Here is a time breakdown of the renderer main thread. “Idle” means the main thread was idle (i.e. no time slices were recorded during the time). “V8” is the aggregated time spent in v8 functions, “blink” is everything else. Bundled-unoptimized and bundled-optimized are webpack-bundled moment.js, without and with tree-shaking, for comparison.
As you can see, blink consumes most of the time in unbundled-modulepreload.
In order to get deeper insight on the renderer CPU usage, we used Google CPU Profiler to take sampling profiling for modules loading.
Here is a call graph that is captured when unbundled version of moment.js and three.js are loaded 25 times each (10925 modules in total).
This unfiltered view may be hard to understand. By filtering the graph to show only nodes of blink / content layers, we can get a nice hierarchical view of tasks:
And here is a call graph when loaded a large synthesized module tree (binary tree of depth 12 = 4095 modules).
We found a few micro-optimization opportunities here, see below.
From the profile results, we roughly estimated how much CPU time (in renderer) is spent on each part of module loading. Here is a breakdown of CPU time.
This suggests that //content layer (src/content/renderer/loader) is consuming considerable amount of time in module loading. Response body inlining or request / response batching could be used to reduce this cost. Inlining / batching would also reduce the cost of message loop / scheduler since these would reduce the number of tasks.
Modulator::ResolveModuleSpecifier takes 3.31% renderer CPU time in the moment.js/three.js test. It is called 3 times for each module specifier, from ModuleScript::Create, ModuleTreeLinker::FetchDescendants, and ScriptModuleResolverImpl::Resolve. We should cache the resolved URL in ModuleScript.
ProgressTracker creates an entry for every resource load started before DCL in |progress_items_|, and iterates over it in MaybeSendProgress(), taking O(N^2) time in total.
The O(N) iteration in MaybeSendProgress() can be avoided by memoizing total bytes received and estimated bytes in ProgressTracker.
On the moment.js CPU profiling, UpdatePeakMemoryStats takes 4.11% of the time. This function is called only when ReportRendererPeakMemoryStats feature is enabled. This was for the ResourceLoadScheduler experiment, and we will turn down the experiment soon.
Currently, response body is transferred from browser process to renderer process through a mojo data pipe. For small resources, we can pass the response body as a message parameter of mojo IPC message to avoid the cost of data pipe construction / destruction. This will reduce the cost of Response content and MessageLoop / Schedular in the above pie chart.
In 2016, tzik@ conducted a finch experiment on this approach (with legacy loading IPC), but it did not show significant improvement in the top-level metrics.
Performance gain is larger in Mojo (9%~13%) than in legacy IPC (6%~10%).
Response body inlining will reduce the cost per response.

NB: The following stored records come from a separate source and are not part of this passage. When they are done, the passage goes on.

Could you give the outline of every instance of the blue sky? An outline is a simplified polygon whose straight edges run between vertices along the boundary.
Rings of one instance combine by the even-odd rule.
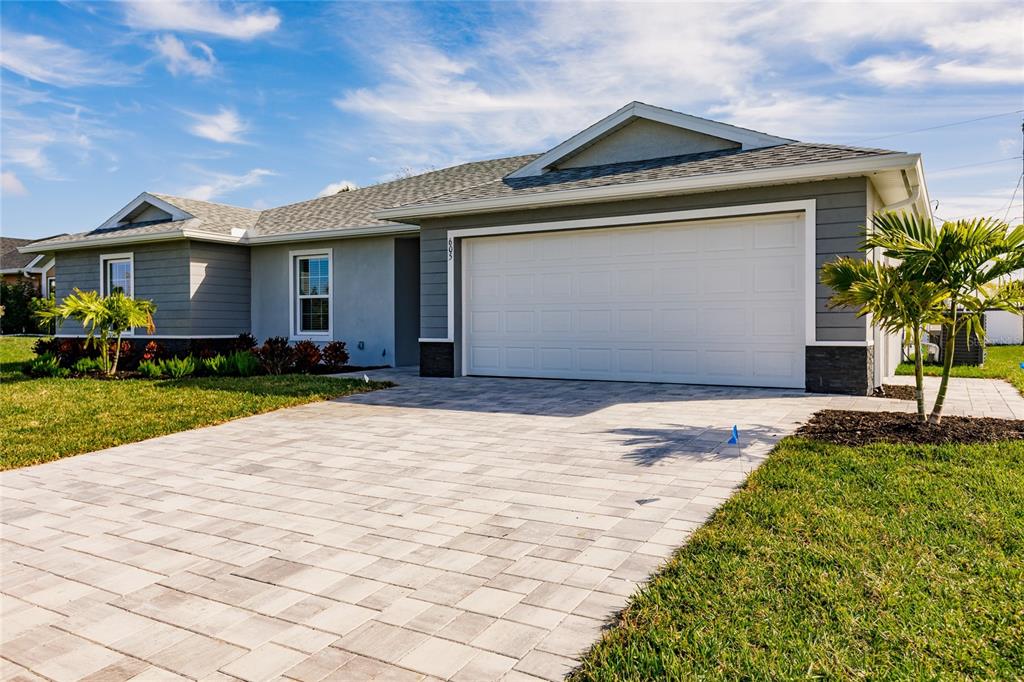
[[[1019,3],[0,12],[5,236],[91,229],[143,190],[263,208],[543,151],[634,99],[922,152],[938,216],[1022,219]]]

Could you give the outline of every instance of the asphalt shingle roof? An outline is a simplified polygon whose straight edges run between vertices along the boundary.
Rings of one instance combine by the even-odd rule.
[[[0,270],[13,270],[15,268],[27,267],[34,261],[38,254],[21,253],[19,246],[31,244],[31,239],[15,239],[14,237],[0,237]]]
[[[400,206],[445,205],[467,200],[766,170],[898,153],[900,152],[887,149],[793,142],[760,149],[728,149],[554,170],[534,177],[506,177],[540,156],[529,154],[464,163],[264,211],[154,194],[195,217],[173,222],[97,229],[62,235],[39,243],[57,245],[75,242],[86,246],[91,242],[102,242],[113,236],[145,236],[173,233],[183,229],[231,234],[232,228],[237,228],[248,230],[249,235],[261,236],[393,225],[393,222],[380,220],[374,214],[383,209]]]
[[[260,215],[255,234],[287,234],[341,227],[392,225],[394,223],[379,220],[373,214],[381,209],[430,200],[433,197],[500,180],[538,156],[539,154],[530,154],[464,163],[401,180],[271,208]]]
[[[251,208],[240,208],[227,204],[216,204],[211,201],[199,201],[198,199],[186,199],[175,197],[170,194],[157,194],[150,192],[154,197],[163,199],[169,204],[177,206],[192,218],[187,220],[172,220],[162,223],[139,223],[124,227],[108,227],[106,229],[95,229],[88,232],[77,232],[65,234],[52,239],[44,239],[40,245],[66,244],[68,242],[81,242],[87,246],[90,242],[103,242],[111,237],[142,237],[146,235],[164,234],[166,232],[178,232],[180,230],[196,230],[197,232],[210,232],[213,234],[231,234],[232,228],[249,229],[256,224],[260,212]],[[27,254],[26,254],[27,255]]]
[[[699,154],[666,156],[602,166],[554,170],[532,177],[499,178],[489,183],[421,199],[409,206],[447,204],[475,199],[521,196],[586,187],[623,185],[670,178],[687,178],[786,166],[843,161],[847,159],[899,154],[888,149],[847,147],[817,142],[793,142],[760,149],[725,149]]]

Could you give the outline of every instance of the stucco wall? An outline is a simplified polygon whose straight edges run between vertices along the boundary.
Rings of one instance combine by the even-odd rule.
[[[815,199],[815,262],[820,269],[826,261],[839,255],[864,257],[858,245],[868,215],[867,194],[865,178],[847,178],[425,221],[420,232],[420,334],[425,338],[444,338],[448,334],[448,229]],[[815,295],[818,340],[864,341],[867,333],[866,321],[858,319],[852,311],[829,310],[828,296],[829,289],[819,283]]]
[[[395,364],[394,241],[374,237],[253,246],[252,333],[261,341],[290,335],[289,252],[330,248],[332,338],[348,344],[353,364]]]

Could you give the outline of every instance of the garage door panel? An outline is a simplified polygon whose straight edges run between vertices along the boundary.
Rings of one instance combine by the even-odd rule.
[[[654,293],[654,273],[650,270],[619,270],[614,282],[614,298],[649,299]]]
[[[787,216],[467,240],[464,371],[802,387],[802,236]]]
[[[749,230],[743,225],[720,225],[701,234],[704,235],[704,251],[745,251],[750,247]]]
[[[703,293],[708,297],[722,294],[746,294],[750,291],[749,273],[734,263],[720,263],[702,268]],[[713,302],[713,299],[704,299]]]
[[[755,263],[754,288],[761,292],[794,293],[800,282],[797,263]]]
[[[469,316],[469,329],[474,334],[497,334],[501,331],[501,311],[474,310]]]
[[[720,337],[740,338],[747,332],[748,309],[746,307],[702,308],[699,312],[700,326],[698,334],[707,340]]]
[[[580,310],[579,332],[585,338],[593,338],[595,334],[606,337],[612,331],[611,310]]]
[[[512,370],[536,369],[537,354],[533,348],[509,346],[505,349],[505,366]]]
[[[754,230],[754,248],[795,248],[799,245],[799,233],[799,226],[792,221],[764,221]]]

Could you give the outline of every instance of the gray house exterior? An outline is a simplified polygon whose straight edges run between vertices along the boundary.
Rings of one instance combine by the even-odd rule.
[[[830,309],[818,272],[874,257],[878,210],[927,215],[918,155],[634,102],[544,154],[265,211],[143,193],[25,250],[56,259],[58,298],[153,299],[157,337],[343,340],[353,363],[429,376],[864,394],[898,340]]]

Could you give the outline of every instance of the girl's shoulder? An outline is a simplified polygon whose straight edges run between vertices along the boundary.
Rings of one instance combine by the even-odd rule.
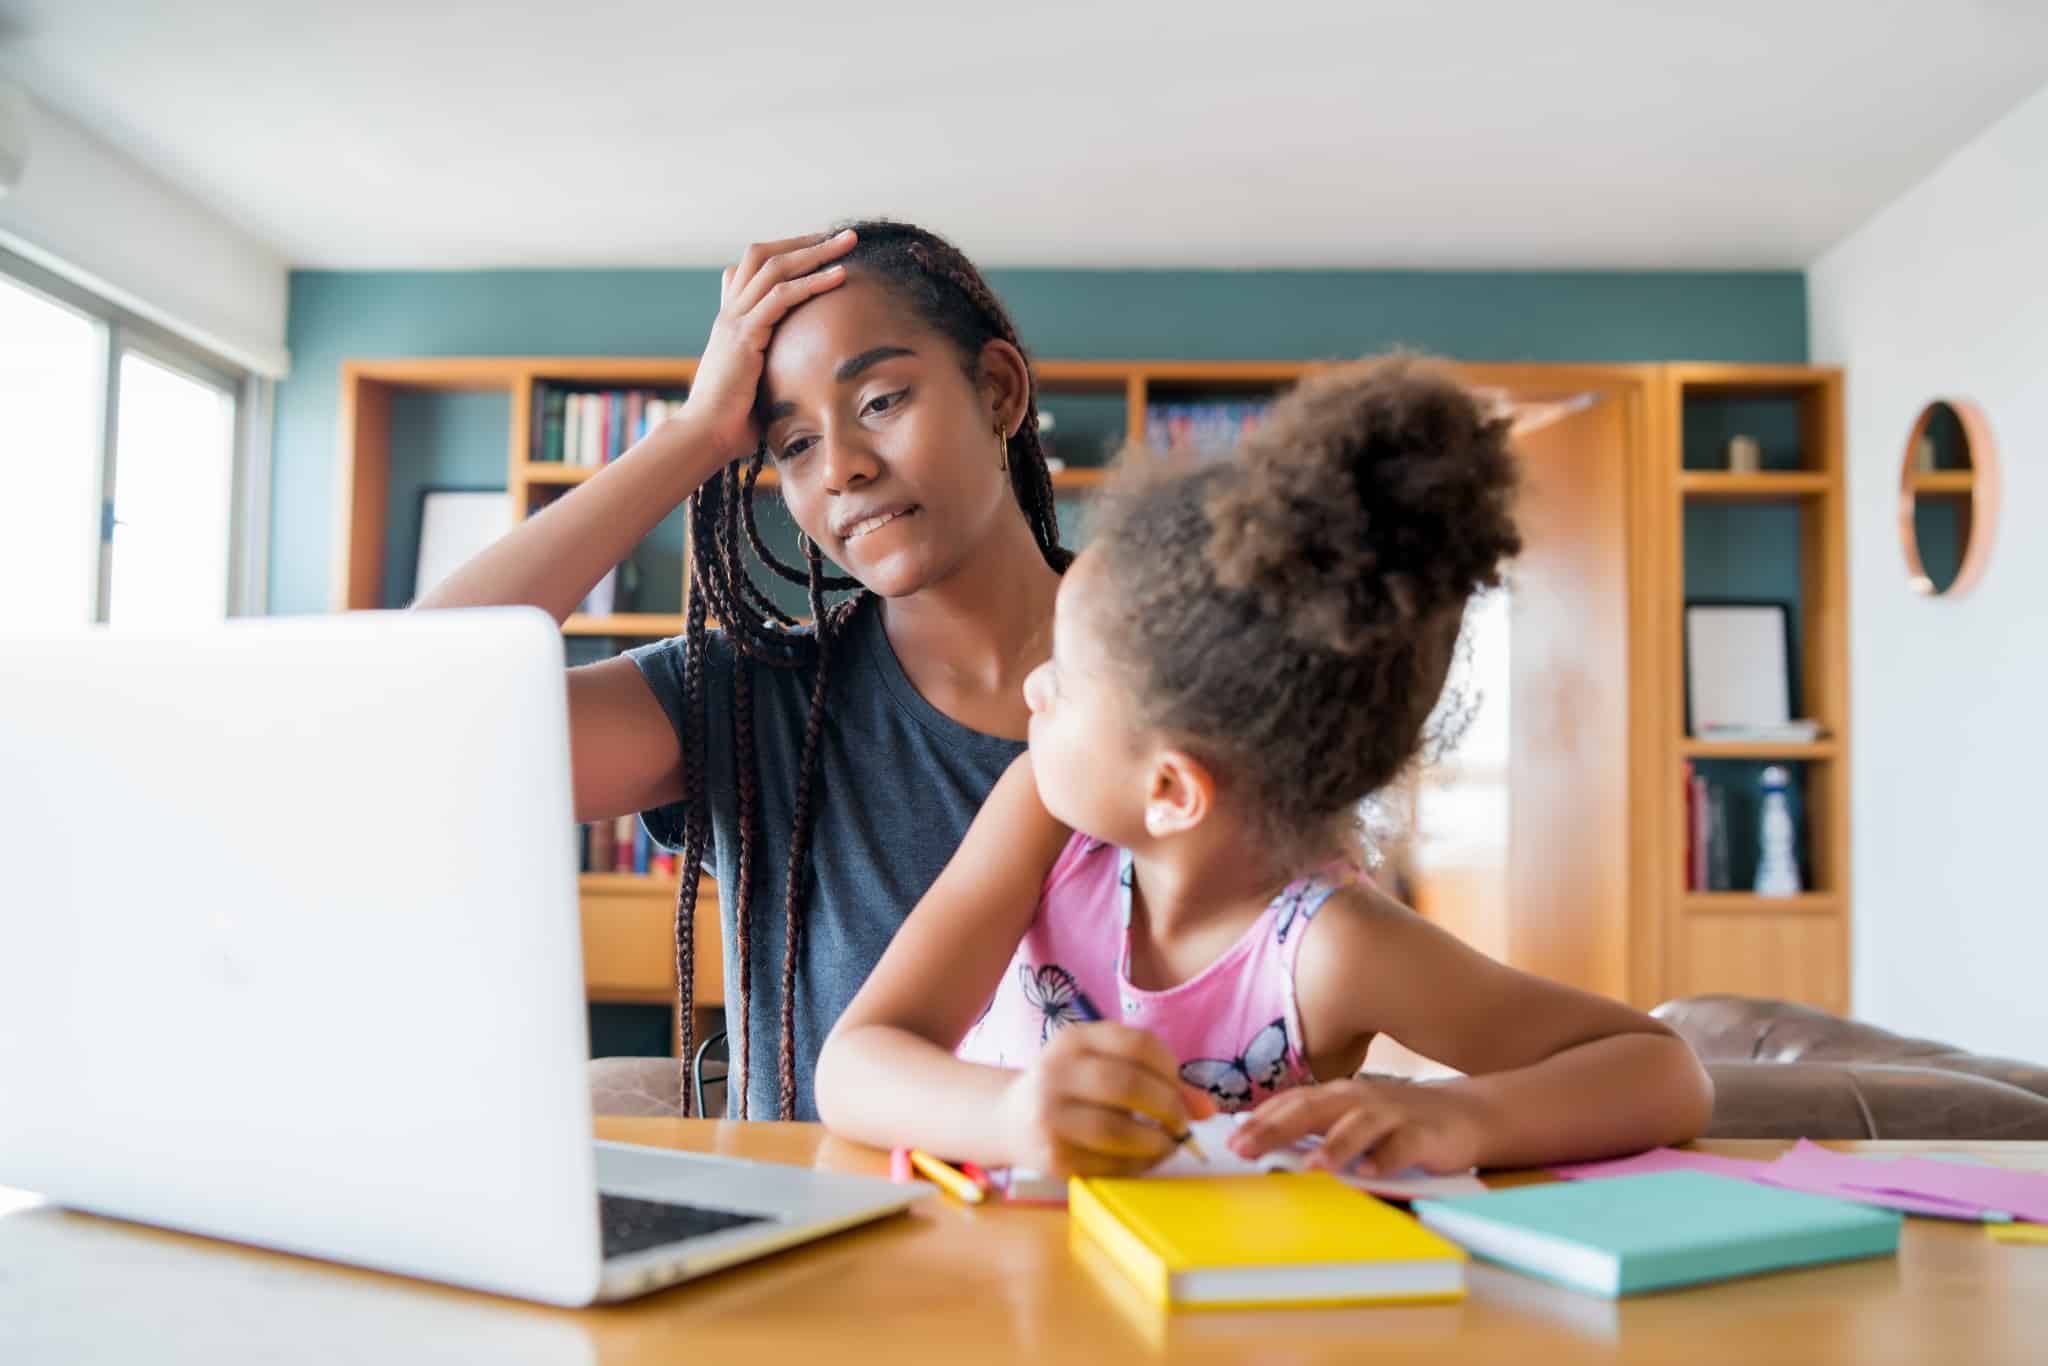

On the other hand, sending request also takes considerable amount of time (blink 7.9%, content 9.9%).
To reduce the cost of resource request, we could batch multiple requests into single message (and maybe batch its responses as well). There are a few options:
Note that these numbers are the upper bound; batching would not completely get rid of all these costs.
The more things we batch, the more time we can cut (but takes more time to implement). We're still exploring the best balance between the performance gain and implementation cost.